President-elect Joe Biden’s Covid spending plan could recreate the financial conditions seen in the run-up to the 1929 Wall Street crash, according to one hedge fund manager, with rising inflation potentially responsible for popping an “epic” stock market bubble.
The comments come shortly after Biden outlined the details of a $1.9 trillion rescue package designed to support households and businesses through the coronavirus pandemic.
David Neuhauser, managing director of small, Chicago-based hedge fund Livermore Partners, said that Biden’s spending plan appeared to be an attempt to mimic the “roaring 20’s” by getting people back into the workforce quickly.
“But beware, the ‘roaring 20’s’ led to the 1929 stock market crash and the Great Depression.

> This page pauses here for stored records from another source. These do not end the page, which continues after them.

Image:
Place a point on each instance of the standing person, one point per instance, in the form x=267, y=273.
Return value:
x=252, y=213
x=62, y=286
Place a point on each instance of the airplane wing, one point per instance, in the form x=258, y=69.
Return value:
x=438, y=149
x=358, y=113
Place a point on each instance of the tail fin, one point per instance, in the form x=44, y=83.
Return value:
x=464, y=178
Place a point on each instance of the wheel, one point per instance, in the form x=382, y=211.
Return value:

So, be careful what you wish for,” he added.
If passed by the new Democratic-controlled Congress, the “American Rescue Plan” includes $1 trillion in direct relief for households, $415 billion to tackle the virus and roughly $440 billion for small businesses.
“We not only have an economic imperative to act now — I believe we have a moral obligation,” Biden said Thursday, as he announced his plan from his transition headquarters in Delaware.
The former vice president is set to be inaugurated on Jan. 20.
US President-elect Joe Biden delivers remarks on the public health and economic crises at The Queen theater in Wilmington, Delaware on January 14, 2021.
Jim Watson | AFP | Getty Images
When asked whether investors should be concerned that the president-elect’s spending plan could lead to an event like the 1929 stock market crash, Neuhauser replied: “I think so.”
“You are seeing this massive $1 trillion deficit spending due to a pandemic that has of course stopped the world in the past nine months and the goals of course are: ‘We are going to get a vaccine (and) we are going to come through this,'” Neuhauser told CNBC’s “Squawk Box Europe.”
“We still don’t know the dynamics as to how fast and swiftly we come through this. We also don’t know what global growth will look like in the future years, too.”
In the wake of the stock market crash of Oct. 29, 1929, the S&P 500 fell 86% in less than three years and did not pass its previous peak until 1954.
Neuhauser cited expectations that U.S. GDP (gross domestic product) could grow by 6% in 2021, but warned growth was likely to normalize at a rate between 2% to 3% in subsequent years. An aging U.S. demographic and massive corporate and government debt would also mean it is likely to be a “tough road ahead,” he said.
Neuhauser’s view is not consensus, however. James Sullivan, head of Asia ex-Japan equity research at JPMorgan, told CNBC Friday that Biden’s plan came in at more than twice the amount expected by the bank.
As such, it was a “positive surprise” for the market as well as for overall levels of U.S. economic growth in the coming years.
Separately, Goldman Sachs analysts in a note Friday increased their estimates of fiscal spending in the U.S. on the news.
They noted that Biden’s proposal went further than they expected on individual stimulus payments, unemployment benefits, state fiscal aid and public health funding, but stressed it faced hurdles getting through Congress.
Inflation warning
U.S. stock futures were lower on Friday morning, with contracts tied to the Dow Jones Industrial Average down 89 points, while the S&P and Nasdaq both traded in negative territory. Major U.S. indices are currently on pace to close lower week-to-date.
Nonetheless, the Dow and Nasdaq both registered a fresh all-time intraday high in the previous session, while the S&P closed around 0.81% off its record high.
“The market is trying to figure out which narrative that they should go with. And for the past nine months, almost in a straight line, it’s been up in terms of equity markets,” Neuhauser said.
“I think what ends up happening is (there) will so much be built into the market and (we) will eventually start to see factors of inflation take hold. Those are the things that ultimately pop the epic bubble.”
Earlier this week, data showed that U.S. consumer prices increased in December amid an uptick in the cost of gasoline, but underlying inflation remained relatively tame. The U.S. Labor Department said Wednesday that its consumer price index rose 0.4% last month after gaining 0.2% in November.
In the 12 months through to December, CPI increased 1.4% after rising 1.2% in November. The figures were broadly in line with economists’ expectations.